Net charges could decrease
He said if the system were operated correctly, the bills to the user could even be lower than the typical $20 a month, while supporting a more advanced infrastructure, because of the competition that would be encouraged. Other parties besides users, such as advertisers, could also pay some of the bills, he said.
Metcalfe said four systems need to be put into place for the "pay-as-you-go Internet" to work: a settlement system, services that track users' bandwidth usage and compile bills, an e-postage system and a system to bill users for large downloads.
He dismissed the idea that consumers will not accept a pay-per-use system: "Now I have another reason to be mad at the [telecommunications companies], because they've given a bad name to metering."
A member of the audience responded to Metcalfe's call for the breakup of local exchange carriers by suggesting "we shouldn't throw the baby out with the bath water."
"I have a short answer to that question," Metcalfe said. "There is no baby! It's all bath water."
There is no baby
Some agreed the pay-per-use idea makes sense, arguing, for example, that if the higher costs meant a more reliable infrastructure, companies would rely on it more for business-critical uses.
The new pricing plan might be a hard sell for consumers, however.
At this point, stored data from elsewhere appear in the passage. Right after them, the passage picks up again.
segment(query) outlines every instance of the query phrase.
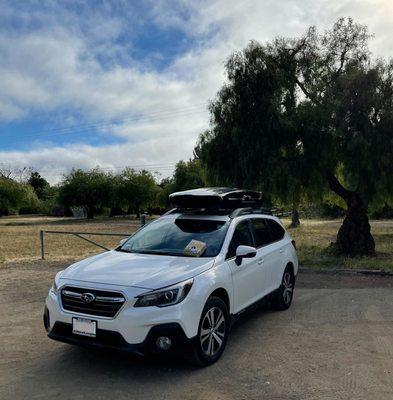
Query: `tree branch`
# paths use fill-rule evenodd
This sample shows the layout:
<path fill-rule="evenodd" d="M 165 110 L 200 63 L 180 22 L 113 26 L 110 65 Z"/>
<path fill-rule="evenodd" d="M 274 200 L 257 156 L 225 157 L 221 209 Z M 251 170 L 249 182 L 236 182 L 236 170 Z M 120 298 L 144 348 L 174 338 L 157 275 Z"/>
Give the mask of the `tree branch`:
<path fill-rule="evenodd" d="M 353 194 L 348 189 L 345 189 L 345 187 L 340 183 L 340 181 L 335 177 L 335 175 L 332 172 L 327 172 L 326 174 L 328 184 L 331 190 L 333 190 L 334 193 L 336 193 L 338 196 L 340 196 L 343 200 L 348 202 Z"/>
<path fill-rule="evenodd" d="M 307 38 L 305 37 L 295 48 L 289 49 L 289 55 L 291 56 L 291 58 L 294 58 L 296 54 L 299 53 L 300 50 L 303 50 L 306 43 L 307 43 Z"/>
<path fill-rule="evenodd" d="M 299 81 L 298 78 L 295 77 L 295 82 L 296 84 L 300 87 L 300 89 L 302 90 L 302 92 L 306 95 L 306 97 L 308 99 L 310 99 L 313 103 L 315 104 L 319 104 L 319 101 L 306 89 L 306 87 L 304 86 L 304 84 L 302 82 Z"/>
"Think of a cell phone," said IDC Internet analyst Barry Parr. "Once you go to flat rate pricing, you make more calls, you give your number out, you want people to call you. Flat rate pricing increases utilization, it gets people to think of it more as a medium for communicating than as an expensive resource."
Even if pay-as-you-go doesn't come to the Internet, the speakers Tuesday argued that many other changes certainly will.
Rapidly changing factors such as the increasing use of non-PC devices for accessing the Internet (such so-called "information appliances" as personal digital assistants and set-top boxes) mean that overall, the economics of the information-technology business are going to go topsy-turvy in the next four or five years, according to IDC Senior Vice President Frank Gens.
More changes coming
"Those who made the biggest gains in the old business model have the most to lose from a shift in economics," said Jeffrey Rayport, associate professor of business administration from Harvard Business School.
He named Microsoft and Intel, but said Intel is especially vulnerable since its chip-manufacturing operations are "hardwired into the digital economy."